|
Is there good paper regarding usage of Deep/shallow parsing for increasing search relevance? For example in eCommerce domain when we search for "mouse" we don't want results such as "mouse pads", "mouse cable" etc. I.e. we want to understand main concept of title and query. There are lot of other possible usages of NLP in Search Engine building, I'm looking for papers with good survey of applying such techniques. |
Given that the average query length is 2.5 words it is hard to do parsing, if by that you mean some sort of syntactic or semantic parsing. So what kind of parsing are you interested in and do you want to parse the query or the indexed documents? People do things clustering and categorization in order to say find the intent of the query, etc. I actually don't understand what do you mean by "understand the main concept of title and query". Do you want to understand how much the title of a document influences the relevance given a query?

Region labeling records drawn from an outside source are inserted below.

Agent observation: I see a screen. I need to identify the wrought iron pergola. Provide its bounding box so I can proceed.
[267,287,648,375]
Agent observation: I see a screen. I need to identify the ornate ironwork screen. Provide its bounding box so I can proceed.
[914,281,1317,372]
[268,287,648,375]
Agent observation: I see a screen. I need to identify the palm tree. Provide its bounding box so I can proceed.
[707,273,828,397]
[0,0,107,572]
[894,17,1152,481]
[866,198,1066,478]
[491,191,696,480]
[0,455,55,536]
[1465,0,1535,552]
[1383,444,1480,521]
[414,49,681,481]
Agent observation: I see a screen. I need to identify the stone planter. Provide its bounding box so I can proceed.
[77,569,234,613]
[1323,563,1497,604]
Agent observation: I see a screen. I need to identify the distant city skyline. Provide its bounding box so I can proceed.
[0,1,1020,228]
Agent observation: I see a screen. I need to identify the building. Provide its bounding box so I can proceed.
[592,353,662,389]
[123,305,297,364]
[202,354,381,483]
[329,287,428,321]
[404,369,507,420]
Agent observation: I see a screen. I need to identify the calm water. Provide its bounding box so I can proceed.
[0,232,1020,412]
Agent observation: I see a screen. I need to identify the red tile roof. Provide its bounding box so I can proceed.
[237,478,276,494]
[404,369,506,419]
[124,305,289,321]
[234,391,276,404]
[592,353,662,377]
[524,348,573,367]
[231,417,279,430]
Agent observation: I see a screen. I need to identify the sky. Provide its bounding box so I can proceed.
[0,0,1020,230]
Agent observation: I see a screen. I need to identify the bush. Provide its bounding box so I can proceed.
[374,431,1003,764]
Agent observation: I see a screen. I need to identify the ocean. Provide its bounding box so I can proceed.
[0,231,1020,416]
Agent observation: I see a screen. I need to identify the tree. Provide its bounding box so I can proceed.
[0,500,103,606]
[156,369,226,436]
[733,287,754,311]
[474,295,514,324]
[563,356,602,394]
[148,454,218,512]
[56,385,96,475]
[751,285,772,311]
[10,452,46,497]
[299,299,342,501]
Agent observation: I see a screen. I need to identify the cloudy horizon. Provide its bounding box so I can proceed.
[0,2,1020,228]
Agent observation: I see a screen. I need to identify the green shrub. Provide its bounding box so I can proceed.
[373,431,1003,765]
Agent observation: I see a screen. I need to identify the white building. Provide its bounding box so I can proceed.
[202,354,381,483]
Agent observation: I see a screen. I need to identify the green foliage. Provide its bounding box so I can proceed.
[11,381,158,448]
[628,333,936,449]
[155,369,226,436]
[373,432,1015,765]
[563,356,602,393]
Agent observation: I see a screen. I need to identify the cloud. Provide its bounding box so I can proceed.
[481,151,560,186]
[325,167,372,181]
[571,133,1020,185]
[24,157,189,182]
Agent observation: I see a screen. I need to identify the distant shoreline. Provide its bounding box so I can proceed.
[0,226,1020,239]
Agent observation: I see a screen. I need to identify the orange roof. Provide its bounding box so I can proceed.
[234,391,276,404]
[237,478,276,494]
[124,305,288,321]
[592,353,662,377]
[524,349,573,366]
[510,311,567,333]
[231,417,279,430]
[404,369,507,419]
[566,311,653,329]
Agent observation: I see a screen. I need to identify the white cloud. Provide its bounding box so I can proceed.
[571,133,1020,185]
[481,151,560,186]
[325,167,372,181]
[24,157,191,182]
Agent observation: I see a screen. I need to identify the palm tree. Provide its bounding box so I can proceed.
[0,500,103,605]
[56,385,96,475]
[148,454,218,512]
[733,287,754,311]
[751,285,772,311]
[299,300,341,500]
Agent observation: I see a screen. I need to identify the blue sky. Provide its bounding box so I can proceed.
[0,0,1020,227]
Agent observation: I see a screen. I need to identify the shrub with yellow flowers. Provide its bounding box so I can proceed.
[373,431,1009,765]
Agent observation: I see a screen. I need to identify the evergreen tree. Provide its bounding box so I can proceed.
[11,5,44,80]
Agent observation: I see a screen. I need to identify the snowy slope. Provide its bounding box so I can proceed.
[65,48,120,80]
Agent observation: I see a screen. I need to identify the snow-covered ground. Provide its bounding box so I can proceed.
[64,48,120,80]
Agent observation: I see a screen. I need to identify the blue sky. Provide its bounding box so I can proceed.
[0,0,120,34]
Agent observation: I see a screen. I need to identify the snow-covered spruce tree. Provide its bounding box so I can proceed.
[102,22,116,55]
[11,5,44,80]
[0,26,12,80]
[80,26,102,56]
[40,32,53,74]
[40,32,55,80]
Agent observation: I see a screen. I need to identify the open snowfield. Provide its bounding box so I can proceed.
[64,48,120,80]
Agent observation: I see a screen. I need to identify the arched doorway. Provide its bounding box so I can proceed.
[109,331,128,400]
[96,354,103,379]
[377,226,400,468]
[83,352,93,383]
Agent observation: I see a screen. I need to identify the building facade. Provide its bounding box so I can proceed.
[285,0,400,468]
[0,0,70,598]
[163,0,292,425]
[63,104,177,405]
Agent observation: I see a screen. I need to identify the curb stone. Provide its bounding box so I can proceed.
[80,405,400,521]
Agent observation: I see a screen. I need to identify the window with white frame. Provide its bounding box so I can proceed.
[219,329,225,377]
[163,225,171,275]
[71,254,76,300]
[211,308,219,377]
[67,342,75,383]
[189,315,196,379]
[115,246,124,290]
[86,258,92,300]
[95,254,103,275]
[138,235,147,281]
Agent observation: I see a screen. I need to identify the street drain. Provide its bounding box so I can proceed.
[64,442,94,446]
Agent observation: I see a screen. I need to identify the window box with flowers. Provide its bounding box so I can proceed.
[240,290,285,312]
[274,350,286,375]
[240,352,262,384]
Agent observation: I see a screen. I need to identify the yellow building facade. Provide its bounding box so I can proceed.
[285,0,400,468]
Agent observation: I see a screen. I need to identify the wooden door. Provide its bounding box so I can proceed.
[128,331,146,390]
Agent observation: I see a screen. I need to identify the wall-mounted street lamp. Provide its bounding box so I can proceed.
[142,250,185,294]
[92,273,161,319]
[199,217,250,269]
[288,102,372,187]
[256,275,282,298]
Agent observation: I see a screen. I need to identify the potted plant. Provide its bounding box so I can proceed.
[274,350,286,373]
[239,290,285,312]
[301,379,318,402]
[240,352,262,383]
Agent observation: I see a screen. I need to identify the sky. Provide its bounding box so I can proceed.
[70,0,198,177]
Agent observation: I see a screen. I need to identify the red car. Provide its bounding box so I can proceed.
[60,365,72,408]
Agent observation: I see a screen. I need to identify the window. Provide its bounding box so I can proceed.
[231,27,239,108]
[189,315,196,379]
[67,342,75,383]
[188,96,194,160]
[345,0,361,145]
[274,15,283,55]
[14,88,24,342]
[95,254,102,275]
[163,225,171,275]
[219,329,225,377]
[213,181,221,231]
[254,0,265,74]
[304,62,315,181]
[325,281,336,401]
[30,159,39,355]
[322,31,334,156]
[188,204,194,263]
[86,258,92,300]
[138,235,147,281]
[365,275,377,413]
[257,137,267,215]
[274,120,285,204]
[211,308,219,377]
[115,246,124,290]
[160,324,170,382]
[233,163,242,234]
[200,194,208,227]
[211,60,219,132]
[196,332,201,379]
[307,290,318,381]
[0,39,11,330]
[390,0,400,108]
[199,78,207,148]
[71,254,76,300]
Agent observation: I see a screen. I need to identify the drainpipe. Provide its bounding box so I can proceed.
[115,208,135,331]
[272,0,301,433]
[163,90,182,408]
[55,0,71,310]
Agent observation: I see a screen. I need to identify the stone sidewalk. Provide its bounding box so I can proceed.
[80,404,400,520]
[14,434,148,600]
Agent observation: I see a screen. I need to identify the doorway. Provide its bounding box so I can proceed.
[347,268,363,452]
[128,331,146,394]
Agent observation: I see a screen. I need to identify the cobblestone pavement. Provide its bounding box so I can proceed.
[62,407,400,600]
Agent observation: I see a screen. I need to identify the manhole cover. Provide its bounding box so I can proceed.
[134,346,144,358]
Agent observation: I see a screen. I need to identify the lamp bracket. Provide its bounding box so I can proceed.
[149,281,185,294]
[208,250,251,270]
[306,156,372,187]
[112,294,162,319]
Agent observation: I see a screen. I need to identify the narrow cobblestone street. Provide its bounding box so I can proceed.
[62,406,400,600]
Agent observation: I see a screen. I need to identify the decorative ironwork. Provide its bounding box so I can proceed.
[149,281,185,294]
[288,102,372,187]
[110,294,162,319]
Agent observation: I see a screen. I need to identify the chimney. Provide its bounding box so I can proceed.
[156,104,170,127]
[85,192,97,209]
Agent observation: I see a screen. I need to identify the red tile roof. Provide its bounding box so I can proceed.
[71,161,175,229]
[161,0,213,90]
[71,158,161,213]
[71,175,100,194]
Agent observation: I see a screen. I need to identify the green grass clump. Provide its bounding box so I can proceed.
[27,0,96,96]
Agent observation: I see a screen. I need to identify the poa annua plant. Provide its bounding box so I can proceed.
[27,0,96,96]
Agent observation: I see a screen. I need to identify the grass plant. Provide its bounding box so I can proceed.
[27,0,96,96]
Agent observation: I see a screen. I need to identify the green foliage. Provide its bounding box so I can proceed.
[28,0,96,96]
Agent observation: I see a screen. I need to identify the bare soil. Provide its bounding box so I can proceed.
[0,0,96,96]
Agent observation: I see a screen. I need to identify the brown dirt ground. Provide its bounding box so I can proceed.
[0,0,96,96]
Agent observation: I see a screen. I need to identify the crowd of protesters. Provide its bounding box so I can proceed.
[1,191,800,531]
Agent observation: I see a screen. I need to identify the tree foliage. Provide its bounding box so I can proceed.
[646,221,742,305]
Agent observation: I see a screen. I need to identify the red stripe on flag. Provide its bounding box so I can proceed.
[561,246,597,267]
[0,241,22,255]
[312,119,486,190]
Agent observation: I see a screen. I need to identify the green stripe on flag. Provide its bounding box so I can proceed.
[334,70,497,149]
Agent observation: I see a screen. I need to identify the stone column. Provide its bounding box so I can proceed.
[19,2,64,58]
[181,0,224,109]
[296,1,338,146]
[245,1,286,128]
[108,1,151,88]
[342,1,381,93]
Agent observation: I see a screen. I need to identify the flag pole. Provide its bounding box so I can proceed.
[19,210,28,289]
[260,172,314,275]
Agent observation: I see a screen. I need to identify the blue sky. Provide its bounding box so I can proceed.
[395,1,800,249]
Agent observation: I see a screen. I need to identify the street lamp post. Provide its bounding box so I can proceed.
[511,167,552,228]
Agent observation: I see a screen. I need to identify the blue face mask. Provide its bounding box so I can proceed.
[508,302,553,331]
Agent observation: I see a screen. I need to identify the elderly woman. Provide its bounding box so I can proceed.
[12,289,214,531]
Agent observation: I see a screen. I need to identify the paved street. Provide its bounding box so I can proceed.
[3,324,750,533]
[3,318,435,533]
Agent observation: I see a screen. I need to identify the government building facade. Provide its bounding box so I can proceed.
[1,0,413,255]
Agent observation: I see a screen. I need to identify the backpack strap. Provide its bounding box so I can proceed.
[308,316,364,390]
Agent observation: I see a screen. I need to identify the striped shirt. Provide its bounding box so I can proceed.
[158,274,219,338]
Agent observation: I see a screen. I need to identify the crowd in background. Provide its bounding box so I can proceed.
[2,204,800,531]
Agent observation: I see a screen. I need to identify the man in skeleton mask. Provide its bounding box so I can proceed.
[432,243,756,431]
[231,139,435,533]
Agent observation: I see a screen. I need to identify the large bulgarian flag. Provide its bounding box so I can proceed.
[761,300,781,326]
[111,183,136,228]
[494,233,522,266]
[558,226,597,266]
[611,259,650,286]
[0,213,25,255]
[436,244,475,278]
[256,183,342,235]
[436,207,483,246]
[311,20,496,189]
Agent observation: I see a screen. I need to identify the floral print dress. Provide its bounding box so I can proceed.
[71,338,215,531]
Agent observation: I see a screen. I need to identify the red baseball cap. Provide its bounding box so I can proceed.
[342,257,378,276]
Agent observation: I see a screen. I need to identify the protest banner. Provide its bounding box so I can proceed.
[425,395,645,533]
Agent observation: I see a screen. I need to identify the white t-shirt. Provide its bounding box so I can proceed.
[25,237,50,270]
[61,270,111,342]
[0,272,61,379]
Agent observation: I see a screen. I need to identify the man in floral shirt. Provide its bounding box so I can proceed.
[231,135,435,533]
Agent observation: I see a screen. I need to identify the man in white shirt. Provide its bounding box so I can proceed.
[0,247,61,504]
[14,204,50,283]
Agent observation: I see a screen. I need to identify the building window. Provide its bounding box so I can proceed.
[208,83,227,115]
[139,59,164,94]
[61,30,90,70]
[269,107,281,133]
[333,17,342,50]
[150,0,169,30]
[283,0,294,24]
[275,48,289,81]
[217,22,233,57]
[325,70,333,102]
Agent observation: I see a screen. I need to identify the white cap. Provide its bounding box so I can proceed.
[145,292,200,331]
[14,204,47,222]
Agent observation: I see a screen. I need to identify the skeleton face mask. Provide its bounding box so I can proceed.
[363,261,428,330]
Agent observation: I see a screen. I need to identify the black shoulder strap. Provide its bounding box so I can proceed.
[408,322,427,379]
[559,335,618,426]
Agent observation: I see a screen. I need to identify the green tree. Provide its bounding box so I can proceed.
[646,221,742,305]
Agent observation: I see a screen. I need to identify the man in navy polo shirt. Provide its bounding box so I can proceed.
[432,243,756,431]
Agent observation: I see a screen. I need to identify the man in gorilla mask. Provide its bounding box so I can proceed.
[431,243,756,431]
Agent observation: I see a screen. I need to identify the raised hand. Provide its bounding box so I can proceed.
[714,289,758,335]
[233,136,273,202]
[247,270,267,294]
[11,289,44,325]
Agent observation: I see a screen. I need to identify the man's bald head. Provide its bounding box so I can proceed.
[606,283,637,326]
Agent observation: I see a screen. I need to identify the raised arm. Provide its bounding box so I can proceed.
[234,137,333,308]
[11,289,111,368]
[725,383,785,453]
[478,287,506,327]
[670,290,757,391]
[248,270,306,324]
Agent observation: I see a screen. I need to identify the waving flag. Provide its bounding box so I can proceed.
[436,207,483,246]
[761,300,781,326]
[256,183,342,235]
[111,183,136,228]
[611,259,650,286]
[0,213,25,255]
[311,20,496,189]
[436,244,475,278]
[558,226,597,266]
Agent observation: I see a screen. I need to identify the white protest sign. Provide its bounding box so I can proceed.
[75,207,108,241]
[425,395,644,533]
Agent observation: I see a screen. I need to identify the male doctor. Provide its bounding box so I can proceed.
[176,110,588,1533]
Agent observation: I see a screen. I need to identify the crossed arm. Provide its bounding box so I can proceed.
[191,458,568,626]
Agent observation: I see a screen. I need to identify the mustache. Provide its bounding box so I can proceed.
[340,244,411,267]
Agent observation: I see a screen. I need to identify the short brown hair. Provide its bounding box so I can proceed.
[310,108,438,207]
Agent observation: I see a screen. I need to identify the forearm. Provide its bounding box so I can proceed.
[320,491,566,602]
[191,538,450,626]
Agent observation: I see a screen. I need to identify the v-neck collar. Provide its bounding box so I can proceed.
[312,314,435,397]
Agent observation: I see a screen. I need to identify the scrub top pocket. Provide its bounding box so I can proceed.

Yes I mean syntactic or semantic parsing for query and document title. If we have 2.5 average length than at least we can weight differently both of these terms and it makes a lot of sense using noun head phrase analyze which is syntactic parsing. The same can be done for title. Thats what I mean.
Thanks for the clarification. The words in the title are one of the parameters for calculating the relevance score. I am not aware of how things work in the e-commerce domain but in the medical domain you can have a query like: "autism antibiotics" and some titles like "Antibiotics cause autism" and "Autism linked to antibiotics". So, it is very hard to do, say, a dependency based analysis on the query. And as for the titles, well often the head word (or phrase) is the verb and then the tricky question is to decide which is the main concept- the verb? or the subject? or the object? But I would also be interested in such a study.
Btw, Autonomy IDOL uses Meaning-based computing. This is maybe something in the line of what you are interested in.